At the moment, he says “everything is being done as a vertical slice going back up to the cloud”.

Mee says this could create problems in the future: “The obvious example is that if the smart charger that’s charging your ­vehicle doesn’t have the hardware capability of talking to devices in your home but only upwards to the cloud, then in three or four years, trying to integrate across is going to be a lot more difficult than if you built that in at the beginning.

“If you look at the other industries like mobile telephony or the internet or any of those emergent digital areas, the lifecycle of the technology is much shorter,” he adds. Many consumers replace their mobile phone every few years.

“But I would proffer that chargers bolted to the house, your heating system in your house, that’s going to be a ten-year lifecycle, so your opportunity to iterate is lower. They tend to get replaced as a necessity when it breaks rather than as a lifestyle choice.”

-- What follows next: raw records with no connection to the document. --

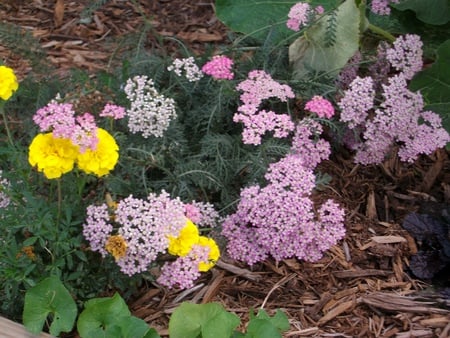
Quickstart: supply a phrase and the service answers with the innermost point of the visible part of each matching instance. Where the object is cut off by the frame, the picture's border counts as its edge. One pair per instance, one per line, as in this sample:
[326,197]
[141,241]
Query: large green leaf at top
[258,18]
[434,12]
[208,320]
[434,84]
[49,297]
[312,52]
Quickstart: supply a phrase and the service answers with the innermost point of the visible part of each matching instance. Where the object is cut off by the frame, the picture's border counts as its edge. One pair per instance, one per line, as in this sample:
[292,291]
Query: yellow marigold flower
[214,253]
[8,82]
[181,245]
[52,156]
[101,160]
[116,246]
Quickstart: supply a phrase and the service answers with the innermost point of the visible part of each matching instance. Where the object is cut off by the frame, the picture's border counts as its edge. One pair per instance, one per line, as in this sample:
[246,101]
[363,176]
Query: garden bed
[362,287]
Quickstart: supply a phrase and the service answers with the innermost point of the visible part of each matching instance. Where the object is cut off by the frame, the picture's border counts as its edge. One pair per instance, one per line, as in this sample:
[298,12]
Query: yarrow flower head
[406,55]
[398,122]
[136,231]
[220,67]
[8,82]
[357,101]
[116,246]
[186,67]
[61,120]
[381,7]
[113,111]
[260,86]
[298,16]
[5,200]
[278,220]
[320,106]
[150,112]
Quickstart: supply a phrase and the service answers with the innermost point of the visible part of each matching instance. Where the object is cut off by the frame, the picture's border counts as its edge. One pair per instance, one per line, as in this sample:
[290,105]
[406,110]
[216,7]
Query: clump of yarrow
[150,112]
[136,232]
[280,219]
[398,120]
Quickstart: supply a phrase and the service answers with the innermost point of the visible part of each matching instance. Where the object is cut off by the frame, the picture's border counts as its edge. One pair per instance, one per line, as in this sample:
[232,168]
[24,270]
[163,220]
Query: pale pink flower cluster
[61,120]
[280,219]
[5,200]
[113,111]
[182,272]
[144,224]
[220,68]
[258,87]
[320,106]
[399,120]
[381,7]
[150,112]
[406,55]
[186,67]
[300,14]
[357,101]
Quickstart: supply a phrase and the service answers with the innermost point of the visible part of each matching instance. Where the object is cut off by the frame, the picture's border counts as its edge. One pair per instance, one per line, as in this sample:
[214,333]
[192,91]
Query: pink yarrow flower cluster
[300,14]
[279,220]
[399,120]
[220,68]
[381,7]
[146,225]
[186,67]
[61,120]
[260,86]
[320,106]
[406,55]
[113,111]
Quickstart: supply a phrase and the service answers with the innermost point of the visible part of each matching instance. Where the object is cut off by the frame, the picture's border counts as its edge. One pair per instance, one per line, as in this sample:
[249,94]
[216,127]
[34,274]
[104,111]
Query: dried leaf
[58,14]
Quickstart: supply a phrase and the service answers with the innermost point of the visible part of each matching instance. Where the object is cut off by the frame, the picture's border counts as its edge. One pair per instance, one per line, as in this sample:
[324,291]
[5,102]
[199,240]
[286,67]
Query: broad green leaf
[311,52]
[262,328]
[434,84]
[209,320]
[434,12]
[101,316]
[258,18]
[49,297]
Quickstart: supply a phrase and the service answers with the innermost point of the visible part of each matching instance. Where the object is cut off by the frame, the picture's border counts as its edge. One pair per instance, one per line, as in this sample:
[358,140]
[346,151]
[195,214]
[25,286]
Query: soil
[363,286]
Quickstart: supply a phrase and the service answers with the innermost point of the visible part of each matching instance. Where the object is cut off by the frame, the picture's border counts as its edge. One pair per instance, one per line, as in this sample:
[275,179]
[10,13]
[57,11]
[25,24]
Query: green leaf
[262,328]
[209,320]
[49,297]
[101,316]
[434,12]
[311,52]
[259,18]
[434,84]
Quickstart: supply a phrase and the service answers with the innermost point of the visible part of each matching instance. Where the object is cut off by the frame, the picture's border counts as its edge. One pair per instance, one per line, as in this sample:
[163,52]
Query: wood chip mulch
[362,287]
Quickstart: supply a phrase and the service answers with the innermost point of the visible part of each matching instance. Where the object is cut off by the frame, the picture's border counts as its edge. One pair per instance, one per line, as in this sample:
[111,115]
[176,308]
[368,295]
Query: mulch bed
[361,287]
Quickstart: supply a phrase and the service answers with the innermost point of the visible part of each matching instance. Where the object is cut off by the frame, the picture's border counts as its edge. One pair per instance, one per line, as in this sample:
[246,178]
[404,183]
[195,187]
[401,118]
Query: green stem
[377,30]
[5,122]
[58,217]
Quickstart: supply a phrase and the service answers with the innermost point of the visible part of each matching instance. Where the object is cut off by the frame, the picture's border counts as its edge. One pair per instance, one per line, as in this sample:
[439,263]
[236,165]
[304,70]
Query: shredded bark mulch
[362,287]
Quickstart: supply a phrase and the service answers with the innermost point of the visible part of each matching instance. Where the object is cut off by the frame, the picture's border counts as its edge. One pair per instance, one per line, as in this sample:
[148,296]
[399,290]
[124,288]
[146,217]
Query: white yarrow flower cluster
[191,70]
[150,112]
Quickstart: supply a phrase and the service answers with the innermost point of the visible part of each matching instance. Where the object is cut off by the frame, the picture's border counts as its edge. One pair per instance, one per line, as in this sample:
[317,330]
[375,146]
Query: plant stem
[58,216]
[5,122]
[380,31]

One area that appears particularly promising is EV charging, which can easily be shifted to different parts of the day but will create significant extra costs if it takes place during peak hours.

Customers on Octopus’s Agile tariff can already smart charge their vehicles if they have the right equipment, and both itself and Ovo are offering their customers vehicle-to-grid charging on a trial basis.

Mee says EVs are a “great place to start” because they bring “obvious benefits to consumers straight away”. He says obtaining flexibility from EVs is “more urgent and more doable” than from appliances, adding: “If you learn the lessons right from that, you can maybe apply them to heat.”

It may be further behind, but Neal Coady, director of technology for home energy management at Centrica, says the adoption of low-carbon heating will also “naturally play into flexibility because you’ve got big loads there once you electrify heat to a greater or lesser degree.

“You’ve really got to start worrying about flexibility, otherwise you’re going to need a lot more power stations.”

The company recently received approval from the electricity system operator to provide frequency response using hundreds of smart water tanks installed in customers’ homes.

Coady says consumers are increasingly concerned about climate change and willing to make changes to help decarbonise the energy system, but the industry must make it easy and simple to do so: “You could buy a heat pump or a battery or solar panels and install them, but then you’re kind of on your own.

“People want to do something about decarbonising their energy, but when they start Googling and digging into it, they just get hit with a whole flood of stuff they don’t really understand.”

Both on stage and behind the scenes, there is a lot left to do.